Vertefeuille hasn’t decided if she’ll do the farmers’ market again next year, or maybe open her store to the public one day a week. A one-off pre-Christmas cookie-making workshop for 8-12 year olds was a huge success. She loves teaching kids about food. She has no shortage of ideas.
“I’m a huge fan of Danielle LaPorte — she talks about how, when you make choices, you have to stop and think about how it makes you feel. Does it make you feel scared? Scared is OK, because it usually means you’re pushing your boundaries a little bit. But does it feel good?”
Vertefeuille had started The Flour Pot back in 2011, with 20 wedding cake orders, space rented from Raven at Blackbird Bakery, and two babies at home — a modestly manageable side-project, with support from the Community Futures program. When she and her family returned from her firefighter husband’s one-year exchange in Australia, the studio space was available and she launched. She was definitely scared. “To take the leap and do what I’d been thinking about for so long? It felt so good.”
Trusting her gut has served her well.
Her first gig was a co-op placement under Chef Vincent Stufano at the Fairmont Chateau Whistler. She stayed on instead of returning back to the school program. She later opened her own restaurant in Port Renfrew, where she met a Whistler firefighter who loved to surf and who lured her back to the Sea to Sky.
On her return to Whistler, Stufano offered her a job, but so did Chef Bernard Casavant, at his acclaimed artisanal bistro. She turned Casavant down on the spot, thinking the Chateau was the better career move. “It wasn’t until I walked away that my heart sunk. I had made the wrong choice. I just knew it. And you can’t say no to a chef, especially one of that calibre.”
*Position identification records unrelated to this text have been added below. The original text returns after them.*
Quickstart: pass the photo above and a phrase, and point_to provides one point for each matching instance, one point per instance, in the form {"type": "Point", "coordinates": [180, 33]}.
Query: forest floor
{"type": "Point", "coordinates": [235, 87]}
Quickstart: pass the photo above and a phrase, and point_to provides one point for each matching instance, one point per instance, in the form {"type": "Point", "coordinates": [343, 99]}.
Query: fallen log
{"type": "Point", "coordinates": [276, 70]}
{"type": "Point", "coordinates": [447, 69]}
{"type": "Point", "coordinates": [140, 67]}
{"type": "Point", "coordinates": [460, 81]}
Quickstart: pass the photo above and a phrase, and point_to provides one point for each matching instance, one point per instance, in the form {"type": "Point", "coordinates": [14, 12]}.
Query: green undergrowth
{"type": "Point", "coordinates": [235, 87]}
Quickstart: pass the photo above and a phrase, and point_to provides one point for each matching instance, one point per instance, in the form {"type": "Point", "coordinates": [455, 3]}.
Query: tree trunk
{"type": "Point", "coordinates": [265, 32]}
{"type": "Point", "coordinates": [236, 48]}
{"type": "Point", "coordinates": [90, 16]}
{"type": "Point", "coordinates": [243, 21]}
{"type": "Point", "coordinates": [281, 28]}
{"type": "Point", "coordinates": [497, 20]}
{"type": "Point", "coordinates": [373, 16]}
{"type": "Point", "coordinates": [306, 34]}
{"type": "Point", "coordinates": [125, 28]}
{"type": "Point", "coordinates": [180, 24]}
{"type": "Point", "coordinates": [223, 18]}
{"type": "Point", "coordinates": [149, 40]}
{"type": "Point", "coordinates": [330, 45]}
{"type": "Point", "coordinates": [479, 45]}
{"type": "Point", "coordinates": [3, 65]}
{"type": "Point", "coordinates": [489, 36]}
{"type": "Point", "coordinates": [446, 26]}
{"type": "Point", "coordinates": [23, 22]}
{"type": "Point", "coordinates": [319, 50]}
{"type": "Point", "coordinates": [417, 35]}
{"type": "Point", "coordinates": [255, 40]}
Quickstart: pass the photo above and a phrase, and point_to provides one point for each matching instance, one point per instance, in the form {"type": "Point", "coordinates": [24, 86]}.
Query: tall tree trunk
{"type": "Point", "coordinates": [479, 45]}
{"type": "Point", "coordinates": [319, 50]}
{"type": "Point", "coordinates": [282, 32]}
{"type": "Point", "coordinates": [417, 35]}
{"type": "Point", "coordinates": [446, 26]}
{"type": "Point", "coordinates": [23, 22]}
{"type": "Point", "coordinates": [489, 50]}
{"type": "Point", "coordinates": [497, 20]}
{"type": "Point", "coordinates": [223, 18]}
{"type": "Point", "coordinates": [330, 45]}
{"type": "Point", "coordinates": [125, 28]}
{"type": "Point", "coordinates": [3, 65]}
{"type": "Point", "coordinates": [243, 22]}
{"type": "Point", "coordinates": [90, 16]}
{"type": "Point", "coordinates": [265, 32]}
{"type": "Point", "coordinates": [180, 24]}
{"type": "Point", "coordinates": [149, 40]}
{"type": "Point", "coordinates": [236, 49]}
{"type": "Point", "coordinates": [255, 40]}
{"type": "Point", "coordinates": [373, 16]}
Vertefeuille went home in tears, but her husband convinced her to admit it to Chef Bernard. “What’s the worst he can say?” So the next day, she arrived at the restaurant, sweaty-palmed and nervous, as Chef Bernard was walking in to work.
“Oh, hey Lis, how’s it going?” said Chef Bernard. “I was going to call you today and tell you that you made a bad choice.”
They worked together for years. It’s the only other kitchen with a window that she’s worked in, until now.
Growing The Flour Pot organically has been intentional. “I wasn’t in a rush to dive in. I did the numbers. I wanted to keep my creative juices flowing, and eventually, once both kids were in school, progress it. That wasn’t always easy — I’d see opportunities or other people doing cool stuff and have to remind myself, it’s OK, it’s not my time. It will happen how it’s supposed to happen.”
As every great food alchemist knows, given the right ingredients, a dab of instinct and the right amount of time, everything unfolds as it should.